By now most fundraisers and nonprofit board members are aware of the massive revenue potential of gift planning (deferred gifts in wills, gifts made through trusts, retirement accounts and the like).
Many people in these circles have heard about the groundbreaking study entitled, “Millionaires and the Millennium: New Estimates of the Forthcoming Wealth Transfer and the Prospects for a Golden Age of Philanthropy.” The study predicted that between 1998 and 2052 a minimum of $41 trillion would pass from one generation to the next in the US. This includes between $6 trillion and as much as $24.8 trillion given to charities through bequests for the same period of time. Updates of the Boston College study show the estimates remain on track.
With these massive predictions it remains a mystery why so many charitable organizations don’t seek planned gifts from their regular donors. There are a number of likely reasons for this. The most likely may be that we all worry most, and maybe exclusively, about revenue this year, not in years to come. In a busy world deferred gifts get prioritized back.
Many nonprofits also regard gift planning as technically out of reach. What if you need a lawyer or financial specialist not on staff? But creating a simple bequest society can be accomplished in an afternoon by a development assistant with internet access. Even with more complicated transactions there is so much consultancy expertise available that it doesn’t make sense to turn away from the potential. After all, if you risked loss from a lawsuit you’d find a lawyer. If you stand to gain substantially from a planned gift why wouldn’t you get a consultant to navigate the transaction?
Another reason people shy from gift planning is that they feel their donors are not sufficiently wealthy. This is perhaps the biggest fallacy of all. A regularly donating, childless couple living on a fixed retirement income with a $300,000 home in the suburbs may not be major gifts prospects, but they are certainly six-figure planned gift prospects. Major gifts officers would ignore them. Planned giving officers would put them front and center in their portfolio.
Is your fundraising office systemically ignoring six-figure prospects? Anyone in development would consider that a problem. Some chief development officers can feel intimidated by the esoteric nature of gift planning.
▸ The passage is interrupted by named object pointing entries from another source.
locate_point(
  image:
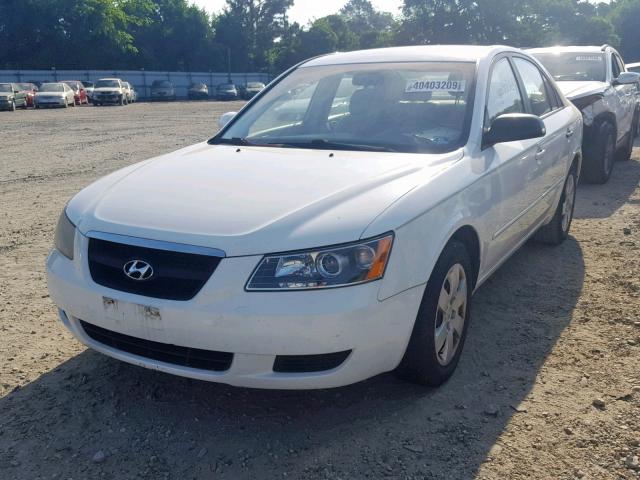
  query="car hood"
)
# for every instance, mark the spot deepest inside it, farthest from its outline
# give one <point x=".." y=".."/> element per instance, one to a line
<point x="573" y="90"/>
<point x="255" y="200"/>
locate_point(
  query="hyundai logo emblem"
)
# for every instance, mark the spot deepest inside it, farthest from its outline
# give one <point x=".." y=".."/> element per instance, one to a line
<point x="138" y="270"/>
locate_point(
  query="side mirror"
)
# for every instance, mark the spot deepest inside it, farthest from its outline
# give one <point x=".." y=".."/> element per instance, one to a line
<point x="226" y="118"/>
<point x="627" y="78"/>
<point x="511" y="127"/>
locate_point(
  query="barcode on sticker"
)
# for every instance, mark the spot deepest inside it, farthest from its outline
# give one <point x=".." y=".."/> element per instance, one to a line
<point x="435" y="86"/>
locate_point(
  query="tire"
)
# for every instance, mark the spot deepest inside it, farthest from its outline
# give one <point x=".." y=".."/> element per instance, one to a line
<point x="599" y="159"/>
<point x="423" y="362"/>
<point x="557" y="230"/>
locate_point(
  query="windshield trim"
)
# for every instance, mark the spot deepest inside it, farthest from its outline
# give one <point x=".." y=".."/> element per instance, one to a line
<point x="217" y="139"/>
They can feel threatened by suggestions that their own program is structurally deficient. But failing to get a gift planning program properly on course is no more than garden variety procrastination. Big remedies can happy very quickly and put you on course
Consider this: at the Cooper Union, a famous private college in New York, half of philanthropic revenue in recent years comes from planned gifts thoughtfully and deliberately put into place a decade ago.
What is your nonprofit’s average bequest gift amount?
Do you have a legacy society that recognizes people today for putting your organization in their will?
Have you personally contacted all your legacy society members within the last 18 months?
What % of your board has made a planned gift commitment and what is the plan to improve that?
Do you have a planned giving plan in writing?
How are planned giving prospects identified and integrated in your donor relationship management process?